These rules apply to the entire scope of the Information Security Management System (ISMS), covering all people, data, and assets within the ISMS scope. That includes any devices that can store, send, or process sensitive data. The policy also covers the use of personal devices, known as BYOD (Bring Your Own Device).

This policy is legally binding for all employees of VSHN AG. It must be acknowledged upon signing the employment contract.

2. Definitions

Bring Your Own Device (BYOD): BYOD refers to personal devices like laptops or mobile phones, that synchronize business data locally (for example, data from file servers, email, calendar, etc.). A computer that serves exclusively as a host for a virtual machine for business purposes is also considered BYOD. Additionally, personal devices that store private SSH/GPG keys for a VSHN account or have a VPN connection to the VSHN infrastructure are considered BYOD.
Not considered BYOD are devices used for two-factor authentication (2FA) such as YubiKeys, or other FIDO2 security keys. Storing your GPG or SSH key on such a security key is not covered by the BYOD policy either.
Information Assets: For the purposes of this policy, the term information assets is applied to information systems and other information/resources, including paper documents, mobile phones, portable computers, storage devices, etc.
Information System: Includes all servers and workstations, network infrastructure, system programs and applications, data, and other computer subsystems and components owned by, used by, or under the organization’s responsibility. The use of any information system also includes usage of all internal or external services such as Internet access, email, etc.
Mobile Device: VSHN treats all provided computers and storage as mobile devices. This includes, in particular, all types of computers, mobile phones, smartphones, memory cards and other portable devices used for the storage, processing and transmission of data. This does not include fixed devices such as monitors, docking stations, etc. No approval is required for the removal of a mobile device from the organization’s site.
Remote Working: According to ISO/IEC 27002:2022 "remote working occurs whenever personnel of the organization work from a location outside of the organization’s premises, accessing information whether in hard-copy or electronically via ICT equipment."

3. General

3.1. Acceptable Use

Information assets provided by the company are to be used primarily for business purposes to perform tasks for the organization. Personal use outside working hours is permitted with restrictions according to the point Forbidden Activities below.

3.2. Forbidden Activities

Use of the infrastructure in a manner that unnecessarily uses capacity, degrades the performance of the information system, or poses security risks is not permitted.

It is also forbidden to…

use the business email address for personal correspondence.
use external devices for storing and reading business data (for example USB Flash Drives) without the explicit approval of the CISO; use in compliance with the Information Classification Policy is permitted.

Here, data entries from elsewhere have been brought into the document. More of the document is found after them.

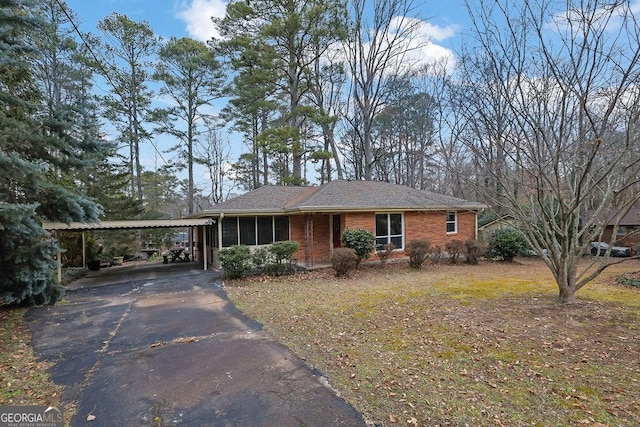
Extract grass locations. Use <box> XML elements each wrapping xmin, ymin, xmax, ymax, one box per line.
<box><xmin>0</xmin><ymin>260</ymin><xmax>640</xmax><ymax>427</ymax></box>
<box><xmin>227</xmin><ymin>259</ymin><xmax>640</xmax><ymax>426</ymax></box>
<box><xmin>0</xmin><ymin>308</ymin><xmax>63</xmax><ymax>412</ymax></box>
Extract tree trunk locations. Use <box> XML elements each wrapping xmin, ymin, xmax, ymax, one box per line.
<box><xmin>558</xmin><ymin>286</ymin><xmax>577</xmax><ymax>304</ymax></box>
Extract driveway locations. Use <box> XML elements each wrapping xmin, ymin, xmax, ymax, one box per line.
<box><xmin>27</xmin><ymin>263</ymin><xmax>365</xmax><ymax>426</ymax></box>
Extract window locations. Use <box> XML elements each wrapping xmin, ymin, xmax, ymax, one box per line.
<box><xmin>376</xmin><ymin>214</ymin><xmax>404</xmax><ymax>250</ymax></box>
<box><xmin>447</xmin><ymin>212</ymin><xmax>458</xmax><ymax>234</ymax></box>
<box><xmin>222</xmin><ymin>216</ymin><xmax>289</xmax><ymax>247</ymax></box>
<box><xmin>273</xmin><ymin>216</ymin><xmax>289</xmax><ymax>242</ymax></box>
<box><xmin>238</xmin><ymin>216</ymin><xmax>256</xmax><ymax>246</ymax></box>
<box><xmin>222</xmin><ymin>218</ymin><xmax>238</xmax><ymax>247</ymax></box>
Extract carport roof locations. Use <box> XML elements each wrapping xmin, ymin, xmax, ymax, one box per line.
<box><xmin>42</xmin><ymin>218</ymin><xmax>213</xmax><ymax>231</ymax></box>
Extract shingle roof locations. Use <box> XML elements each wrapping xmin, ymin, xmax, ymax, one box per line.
<box><xmin>290</xmin><ymin>180</ymin><xmax>484</xmax><ymax>211</ymax></box>
<box><xmin>197</xmin><ymin>180</ymin><xmax>486</xmax><ymax>216</ymax></box>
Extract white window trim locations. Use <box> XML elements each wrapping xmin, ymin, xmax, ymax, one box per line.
<box><xmin>445</xmin><ymin>211</ymin><xmax>458</xmax><ymax>234</ymax></box>
<box><xmin>374</xmin><ymin>212</ymin><xmax>406</xmax><ymax>252</ymax></box>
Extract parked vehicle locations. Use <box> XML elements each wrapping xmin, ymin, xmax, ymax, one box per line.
<box><xmin>589</xmin><ymin>242</ymin><xmax>632</xmax><ymax>257</ymax></box>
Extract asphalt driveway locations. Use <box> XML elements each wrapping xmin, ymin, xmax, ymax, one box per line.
<box><xmin>27</xmin><ymin>263</ymin><xmax>365</xmax><ymax>426</ymax></box>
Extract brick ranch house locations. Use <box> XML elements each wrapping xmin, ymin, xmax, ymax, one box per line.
<box><xmin>192</xmin><ymin>180</ymin><xmax>486</xmax><ymax>267</ymax></box>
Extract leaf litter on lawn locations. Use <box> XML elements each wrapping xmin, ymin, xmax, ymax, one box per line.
<box><xmin>226</xmin><ymin>259</ymin><xmax>640</xmax><ymax>426</ymax></box>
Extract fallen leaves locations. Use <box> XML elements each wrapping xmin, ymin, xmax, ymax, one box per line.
<box><xmin>228</xmin><ymin>262</ymin><xmax>640</xmax><ymax>427</ymax></box>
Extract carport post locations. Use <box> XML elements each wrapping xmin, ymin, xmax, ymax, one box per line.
<box><xmin>54</xmin><ymin>231</ymin><xmax>62</xmax><ymax>283</ymax></box>
<box><xmin>202</xmin><ymin>225</ymin><xmax>207</xmax><ymax>270</ymax></box>
<box><xmin>82</xmin><ymin>231</ymin><xmax>87</xmax><ymax>268</ymax></box>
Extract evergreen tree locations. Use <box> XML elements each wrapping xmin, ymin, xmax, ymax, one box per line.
<box><xmin>0</xmin><ymin>0</ymin><xmax>100</xmax><ymax>305</ymax></box>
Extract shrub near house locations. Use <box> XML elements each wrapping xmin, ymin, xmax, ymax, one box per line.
<box><xmin>195</xmin><ymin>180</ymin><xmax>486</xmax><ymax>267</ymax></box>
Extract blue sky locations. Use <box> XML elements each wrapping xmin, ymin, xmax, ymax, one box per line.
<box><xmin>67</xmin><ymin>0</ymin><xmax>468</xmax><ymax>193</ymax></box>
<box><xmin>67</xmin><ymin>0</ymin><xmax>469</xmax><ymax>62</ymax></box>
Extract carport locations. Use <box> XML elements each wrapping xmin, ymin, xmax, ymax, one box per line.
<box><xmin>42</xmin><ymin>218</ymin><xmax>215</xmax><ymax>280</ymax></box>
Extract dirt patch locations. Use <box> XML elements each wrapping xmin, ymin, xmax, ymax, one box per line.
<box><xmin>227</xmin><ymin>259</ymin><xmax>640</xmax><ymax>426</ymax></box>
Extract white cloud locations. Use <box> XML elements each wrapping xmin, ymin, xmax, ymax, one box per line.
<box><xmin>390</xmin><ymin>17</ymin><xmax>459</xmax><ymax>73</ymax></box>
<box><xmin>176</xmin><ymin>0</ymin><xmax>226</xmax><ymax>42</ymax></box>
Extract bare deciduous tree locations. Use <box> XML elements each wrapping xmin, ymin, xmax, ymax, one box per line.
<box><xmin>345</xmin><ymin>0</ymin><xmax>422</xmax><ymax>181</ymax></box>
<box><xmin>459</xmin><ymin>0</ymin><xmax>640</xmax><ymax>303</ymax></box>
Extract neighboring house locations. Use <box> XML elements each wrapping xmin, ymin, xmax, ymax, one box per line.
<box><xmin>589</xmin><ymin>206</ymin><xmax>640</xmax><ymax>247</ymax></box>
<box><xmin>193</xmin><ymin>180</ymin><xmax>486</xmax><ymax>266</ymax></box>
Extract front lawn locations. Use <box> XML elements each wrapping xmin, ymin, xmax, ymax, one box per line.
<box><xmin>226</xmin><ymin>259</ymin><xmax>640</xmax><ymax>426</ymax></box>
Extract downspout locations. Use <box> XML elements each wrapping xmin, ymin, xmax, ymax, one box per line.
<box><xmin>212</xmin><ymin>212</ymin><xmax>224</xmax><ymax>270</ymax></box>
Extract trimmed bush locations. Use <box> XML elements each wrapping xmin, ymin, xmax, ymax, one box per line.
<box><xmin>219</xmin><ymin>245</ymin><xmax>251</xmax><ymax>279</ymax></box>
<box><xmin>487</xmin><ymin>228</ymin><xmax>528</xmax><ymax>261</ymax></box>
<box><xmin>404</xmin><ymin>240</ymin><xmax>431</xmax><ymax>268</ymax></box>
<box><xmin>445</xmin><ymin>240</ymin><xmax>464</xmax><ymax>264</ymax></box>
<box><xmin>464</xmin><ymin>239</ymin><xmax>487</xmax><ymax>264</ymax></box>
<box><xmin>340</xmin><ymin>228</ymin><xmax>376</xmax><ymax>268</ymax></box>
<box><xmin>331</xmin><ymin>248</ymin><xmax>358</xmax><ymax>277</ymax></box>
<box><xmin>251</xmin><ymin>248</ymin><xmax>269</xmax><ymax>272</ymax></box>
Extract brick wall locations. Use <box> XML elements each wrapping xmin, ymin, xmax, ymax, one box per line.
<box><xmin>290</xmin><ymin>211</ymin><xmax>476</xmax><ymax>264</ymax></box>
<box><xmin>404</xmin><ymin>211</ymin><xmax>476</xmax><ymax>250</ymax></box>
<box><xmin>289</xmin><ymin>214</ymin><xmax>331</xmax><ymax>264</ymax></box>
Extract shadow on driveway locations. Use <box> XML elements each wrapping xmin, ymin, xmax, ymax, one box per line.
<box><xmin>27</xmin><ymin>263</ymin><xmax>365</xmax><ymax>426</ymax></box>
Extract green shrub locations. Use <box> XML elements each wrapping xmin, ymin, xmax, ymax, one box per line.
<box><xmin>404</xmin><ymin>240</ymin><xmax>431</xmax><ymax>268</ymax></box>
<box><xmin>219</xmin><ymin>245</ymin><xmax>251</xmax><ymax>279</ymax></box>
<box><xmin>445</xmin><ymin>240</ymin><xmax>464</xmax><ymax>264</ymax></box>
<box><xmin>376</xmin><ymin>243</ymin><xmax>396</xmax><ymax>264</ymax></box>
<box><xmin>464</xmin><ymin>239</ymin><xmax>487</xmax><ymax>264</ymax></box>
<box><xmin>430</xmin><ymin>246</ymin><xmax>444</xmax><ymax>264</ymax></box>
<box><xmin>331</xmin><ymin>248</ymin><xmax>358</xmax><ymax>277</ymax></box>
<box><xmin>487</xmin><ymin>228</ymin><xmax>528</xmax><ymax>261</ymax></box>
<box><xmin>340</xmin><ymin>228</ymin><xmax>376</xmax><ymax>268</ymax></box>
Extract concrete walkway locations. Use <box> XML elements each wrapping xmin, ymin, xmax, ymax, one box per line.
<box><xmin>27</xmin><ymin>263</ymin><xmax>365</xmax><ymax>426</ymax></box>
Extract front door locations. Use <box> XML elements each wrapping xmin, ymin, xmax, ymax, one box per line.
<box><xmin>331</xmin><ymin>215</ymin><xmax>342</xmax><ymax>248</ymax></box>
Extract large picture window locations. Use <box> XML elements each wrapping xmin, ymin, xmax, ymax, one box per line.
<box><xmin>447</xmin><ymin>212</ymin><xmax>458</xmax><ymax>234</ymax></box>
<box><xmin>222</xmin><ymin>216</ymin><xmax>289</xmax><ymax>247</ymax></box>
<box><xmin>376</xmin><ymin>213</ymin><xmax>404</xmax><ymax>250</ymax></box>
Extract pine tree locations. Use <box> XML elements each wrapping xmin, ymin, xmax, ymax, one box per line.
<box><xmin>0</xmin><ymin>0</ymin><xmax>100</xmax><ymax>305</ymax></box>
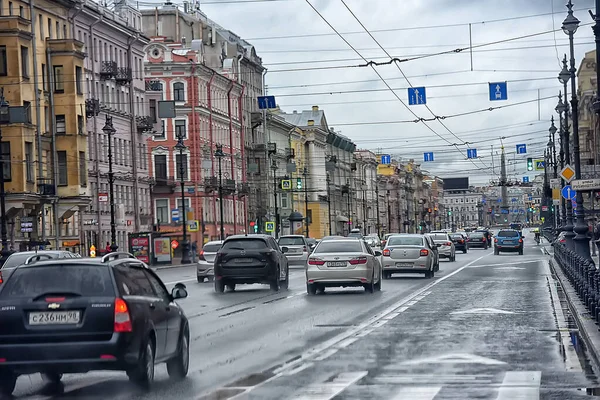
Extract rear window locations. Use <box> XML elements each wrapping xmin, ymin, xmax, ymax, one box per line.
<box><xmin>0</xmin><ymin>265</ymin><xmax>115</xmax><ymax>298</ymax></box>
<box><xmin>202</xmin><ymin>243</ymin><xmax>223</xmax><ymax>253</ymax></box>
<box><xmin>387</xmin><ymin>236</ymin><xmax>423</xmax><ymax>246</ymax></box>
<box><xmin>315</xmin><ymin>240</ymin><xmax>363</xmax><ymax>253</ymax></box>
<box><xmin>221</xmin><ymin>239</ymin><xmax>267</xmax><ymax>250</ymax></box>
<box><xmin>279</xmin><ymin>237</ymin><xmax>304</xmax><ymax>246</ymax></box>
<box><xmin>496</xmin><ymin>231</ymin><xmax>519</xmax><ymax>237</ymax></box>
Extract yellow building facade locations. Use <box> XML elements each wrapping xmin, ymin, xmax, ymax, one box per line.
<box><xmin>0</xmin><ymin>0</ymin><xmax>90</xmax><ymax>251</ymax></box>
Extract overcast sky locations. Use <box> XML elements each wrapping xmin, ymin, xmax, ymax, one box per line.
<box><xmin>189</xmin><ymin>0</ymin><xmax>594</xmax><ymax>184</ymax></box>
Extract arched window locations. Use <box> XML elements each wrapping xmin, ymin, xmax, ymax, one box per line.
<box><xmin>173</xmin><ymin>82</ymin><xmax>185</xmax><ymax>101</ymax></box>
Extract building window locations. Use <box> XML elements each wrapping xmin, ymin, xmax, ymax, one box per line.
<box><xmin>54</xmin><ymin>65</ymin><xmax>65</xmax><ymax>93</ymax></box>
<box><xmin>154</xmin><ymin>154</ymin><xmax>168</xmax><ymax>181</ymax></box>
<box><xmin>75</xmin><ymin>67</ymin><xmax>83</xmax><ymax>94</ymax></box>
<box><xmin>0</xmin><ymin>142</ymin><xmax>12</xmax><ymax>182</ymax></box>
<box><xmin>175</xmin><ymin>154</ymin><xmax>187</xmax><ymax>181</ymax></box>
<box><xmin>21</xmin><ymin>46</ymin><xmax>29</xmax><ymax>79</ymax></box>
<box><xmin>25</xmin><ymin>142</ymin><xmax>33</xmax><ymax>183</ymax></box>
<box><xmin>155</xmin><ymin>199</ymin><xmax>169</xmax><ymax>224</ymax></box>
<box><xmin>175</xmin><ymin>119</ymin><xmax>187</xmax><ymax>139</ymax></box>
<box><xmin>79</xmin><ymin>151</ymin><xmax>87</xmax><ymax>186</ymax></box>
<box><xmin>173</xmin><ymin>82</ymin><xmax>185</xmax><ymax>101</ymax></box>
<box><xmin>56</xmin><ymin>115</ymin><xmax>67</xmax><ymax>135</ymax></box>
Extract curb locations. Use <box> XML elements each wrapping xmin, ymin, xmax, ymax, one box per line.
<box><xmin>549</xmin><ymin>258</ymin><xmax>600</xmax><ymax>366</ymax></box>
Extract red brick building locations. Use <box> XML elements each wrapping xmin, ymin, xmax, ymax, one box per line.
<box><xmin>145</xmin><ymin>38</ymin><xmax>248</xmax><ymax>244</ymax></box>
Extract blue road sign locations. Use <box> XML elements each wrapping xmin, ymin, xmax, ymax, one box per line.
<box><xmin>560</xmin><ymin>185</ymin><xmax>577</xmax><ymax>200</ymax></box>
<box><xmin>467</xmin><ymin>149</ymin><xmax>477</xmax><ymax>158</ymax></box>
<box><xmin>490</xmin><ymin>82</ymin><xmax>508</xmax><ymax>101</ymax></box>
<box><xmin>258</xmin><ymin>96</ymin><xmax>277</xmax><ymax>110</ymax></box>
<box><xmin>408</xmin><ymin>87</ymin><xmax>427</xmax><ymax>105</ymax></box>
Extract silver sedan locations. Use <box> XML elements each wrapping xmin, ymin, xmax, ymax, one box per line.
<box><xmin>306</xmin><ymin>238</ymin><xmax>381</xmax><ymax>294</ymax></box>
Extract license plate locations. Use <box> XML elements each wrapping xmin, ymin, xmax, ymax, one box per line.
<box><xmin>29</xmin><ymin>311</ymin><xmax>81</xmax><ymax>325</ymax></box>
<box><xmin>327</xmin><ymin>261</ymin><xmax>346</xmax><ymax>267</ymax></box>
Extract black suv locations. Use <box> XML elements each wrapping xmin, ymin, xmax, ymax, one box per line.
<box><xmin>215</xmin><ymin>235</ymin><xmax>289</xmax><ymax>293</ymax></box>
<box><xmin>0</xmin><ymin>253</ymin><xmax>190</xmax><ymax>397</ymax></box>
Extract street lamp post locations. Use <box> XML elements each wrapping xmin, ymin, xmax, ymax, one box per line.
<box><xmin>0</xmin><ymin>88</ymin><xmax>11</xmax><ymax>267</ymax></box>
<box><xmin>215</xmin><ymin>144</ymin><xmax>225</xmax><ymax>240</ymax></box>
<box><xmin>175</xmin><ymin>133</ymin><xmax>192</xmax><ymax>264</ymax></box>
<box><xmin>562</xmin><ymin>0</ymin><xmax>591</xmax><ymax>260</ymax></box>
<box><xmin>102</xmin><ymin>114</ymin><xmax>119</xmax><ymax>252</ymax></box>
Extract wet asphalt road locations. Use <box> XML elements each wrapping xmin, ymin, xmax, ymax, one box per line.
<box><xmin>10</xmin><ymin>236</ymin><xmax>600</xmax><ymax>400</ymax></box>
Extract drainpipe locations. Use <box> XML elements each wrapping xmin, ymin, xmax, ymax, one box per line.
<box><xmin>88</xmin><ymin>15</ymin><xmax>104</xmax><ymax>248</ymax></box>
<box><xmin>29</xmin><ymin>0</ymin><xmax>46</xmax><ymax>241</ymax></box>
<box><xmin>226</xmin><ymin>81</ymin><xmax>237</xmax><ymax>235</ymax></box>
<box><xmin>46</xmin><ymin>48</ymin><xmax>60</xmax><ymax>250</ymax></box>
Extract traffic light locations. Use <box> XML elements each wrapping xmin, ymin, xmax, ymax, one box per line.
<box><xmin>527</xmin><ymin>158</ymin><xmax>533</xmax><ymax>171</ymax></box>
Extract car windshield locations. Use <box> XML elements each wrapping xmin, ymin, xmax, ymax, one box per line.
<box><xmin>387</xmin><ymin>236</ymin><xmax>423</xmax><ymax>246</ymax></box>
<box><xmin>314</xmin><ymin>240</ymin><xmax>363</xmax><ymax>253</ymax></box>
<box><xmin>0</xmin><ymin>264</ymin><xmax>114</xmax><ymax>298</ymax></box>
<box><xmin>279</xmin><ymin>236</ymin><xmax>304</xmax><ymax>246</ymax></box>
<box><xmin>496</xmin><ymin>231</ymin><xmax>519</xmax><ymax>237</ymax></box>
<box><xmin>202</xmin><ymin>243</ymin><xmax>223</xmax><ymax>253</ymax></box>
<box><xmin>221</xmin><ymin>239</ymin><xmax>267</xmax><ymax>250</ymax></box>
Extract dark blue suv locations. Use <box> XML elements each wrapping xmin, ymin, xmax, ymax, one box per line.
<box><xmin>494</xmin><ymin>229</ymin><xmax>523</xmax><ymax>255</ymax></box>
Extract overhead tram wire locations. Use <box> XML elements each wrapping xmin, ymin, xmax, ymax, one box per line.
<box><xmin>305</xmin><ymin>0</ymin><xmax>475</xmax><ymax>165</ymax></box>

3.3. Responsibility for Assets

Each information asset held by VSHN is assigned an owner in the inventory of assets. The asset owner is responsible for the confidentiality, integrity, and availability of the information in that asset.

4. Confidentiality and Privacy

4.1. Confidentiality Levels

According to the Information Classification Policy, information is categorized into the following confidentiality levels:

Level "Public" / "Öffentlich": not marked
Level "Authorized" / "Berechtigt": marked "INTERNAL" / "INTERN"
Level "Confidential" / "Vertraulich": marked "CONFIDENTIAL" / "VERTRAULICH"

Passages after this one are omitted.